According to our calculations, some 50 to 60 per cent of US short-maturity corporate bonds and about 25 per cent of their European equivalents are eligible for purchase under central banks’ extended quantitative easing programmes.2

Having both the Fed and ECB as buyers of last resort offers prospective bond investors an additional benefit – lower volatility. Indeed, the volatility of shorter-dated bonds – never high in the first place – could fall below the historic norm over the next few years. That can only enhance their defensive qualities.

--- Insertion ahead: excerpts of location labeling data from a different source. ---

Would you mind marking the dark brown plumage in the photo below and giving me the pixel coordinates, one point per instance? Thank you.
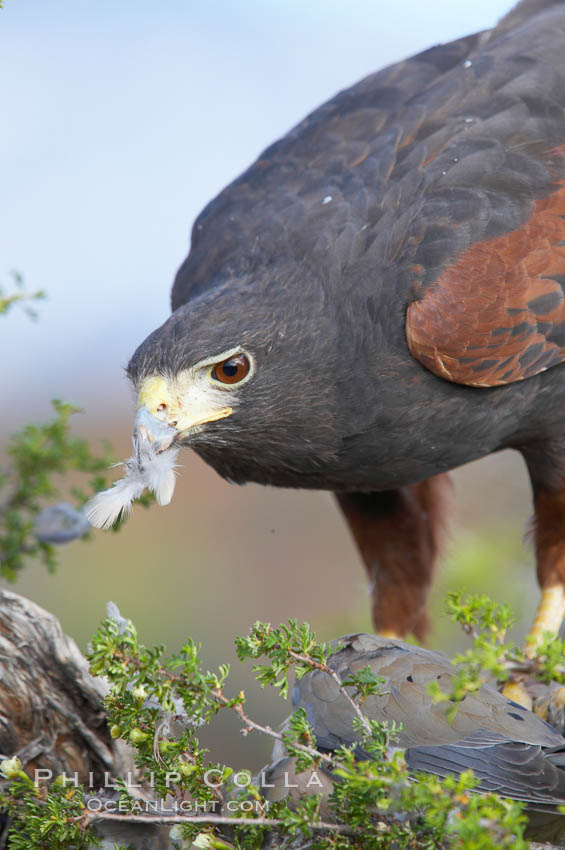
(393, 270)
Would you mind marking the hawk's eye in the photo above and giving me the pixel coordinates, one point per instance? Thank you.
(232, 370)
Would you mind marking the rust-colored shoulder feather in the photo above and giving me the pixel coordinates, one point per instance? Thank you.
(497, 315)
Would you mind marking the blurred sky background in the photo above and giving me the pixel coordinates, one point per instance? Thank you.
(120, 120)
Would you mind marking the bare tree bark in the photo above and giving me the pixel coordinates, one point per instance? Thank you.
(52, 714)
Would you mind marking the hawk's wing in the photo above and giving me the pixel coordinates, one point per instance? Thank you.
(436, 187)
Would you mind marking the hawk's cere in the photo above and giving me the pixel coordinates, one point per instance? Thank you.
(380, 299)
(511, 751)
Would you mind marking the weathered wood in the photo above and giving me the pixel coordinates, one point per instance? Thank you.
(52, 714)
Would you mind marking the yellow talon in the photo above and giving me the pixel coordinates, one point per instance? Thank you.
(549, 617)
(518, 693)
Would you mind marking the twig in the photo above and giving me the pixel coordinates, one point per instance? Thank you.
(220, 820)
(251, 725)
(326, 669)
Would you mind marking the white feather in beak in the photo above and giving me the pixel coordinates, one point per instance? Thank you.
(151, 467)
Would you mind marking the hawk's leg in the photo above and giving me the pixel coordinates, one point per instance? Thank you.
(399, 535)
(549, 536)
(549, 532)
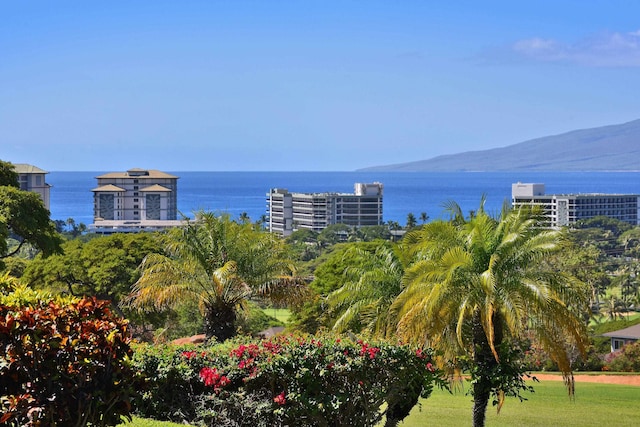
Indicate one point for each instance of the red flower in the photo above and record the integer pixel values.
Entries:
(280, 399)
(209, 376)
(188, 354)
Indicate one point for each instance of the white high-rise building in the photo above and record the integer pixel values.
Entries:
(566, 209)
(288, 212)
(32, 178)
(134, 200)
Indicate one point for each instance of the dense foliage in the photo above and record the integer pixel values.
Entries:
(64, 364)
(220, 264)
(288, 380)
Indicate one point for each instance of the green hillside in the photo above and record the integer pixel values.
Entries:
(607, 148)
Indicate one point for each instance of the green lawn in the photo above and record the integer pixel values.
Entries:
(594, 405)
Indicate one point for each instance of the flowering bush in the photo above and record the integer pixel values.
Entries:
(295, 380)
(64, 364)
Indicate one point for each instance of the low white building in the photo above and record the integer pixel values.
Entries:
(32, 178)
(135, 200)
(288, 212)
(566, 209)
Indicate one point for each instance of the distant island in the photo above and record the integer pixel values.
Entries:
(606, 148)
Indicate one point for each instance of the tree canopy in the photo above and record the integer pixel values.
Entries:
(24, 217)
(220, 264)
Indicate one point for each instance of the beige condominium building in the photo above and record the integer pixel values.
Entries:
(566, 209)
(288, 212)
(135, 200)
(32, 178)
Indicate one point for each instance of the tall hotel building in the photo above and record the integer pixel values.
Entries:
(135, 200)
(32, 178)
(288, 212)
(566, 209)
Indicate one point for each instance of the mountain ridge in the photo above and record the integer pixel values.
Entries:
(605, 148)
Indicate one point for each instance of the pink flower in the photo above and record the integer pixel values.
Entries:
(209, 376)
(188, 354)
(280, 399)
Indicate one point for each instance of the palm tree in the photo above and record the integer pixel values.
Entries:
(372, 283)
(424, 217)
(411, 221)
(481, 283)
(220, 264)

Another advantage that corporate debt enjoys over money markets is the variety of investments available. Companies issuing short-maturity debt operate across all major industries – including ‘defensive sectors’ such as health care, telecommunications and utilities, which tend to do well when economic conditions are weak. In both the US and Europe, health care, telecom, utility and consumer staples firms account for around a fifth of the bond market.3

For Europe-based corporate treasurers and insurance firms, short-term corporate bonds have an added attraction. The investible universe has suddenly expanded.  

For the first time in years, non-US investors can buy US fixed income assets and hedge any unwanted exposure to the US dollar at a favourable price. That’s because the cost of the currency hedge has fallen steeply. As the Fed has cut rates more aggressively than the ECB, the cost of insuring against unwanted swings in the dollar-euro exchange rate has plummeted, taking the hedged US bond yield – the yield after the hedging cost – into positive territory. (Click here for more on the mechanics of currency hedging.)

None of this is to say that short-term corporate bonds should be considered a cash substitute. Lending money to companies – even for short periods – is inherently riskier than lending to governments in the developed world.

Nevertheless, for investors that need income and whose time horizons stretch to one to three years, short-term corporate debt can be a valuable addition to a ‘defensive’ allocation.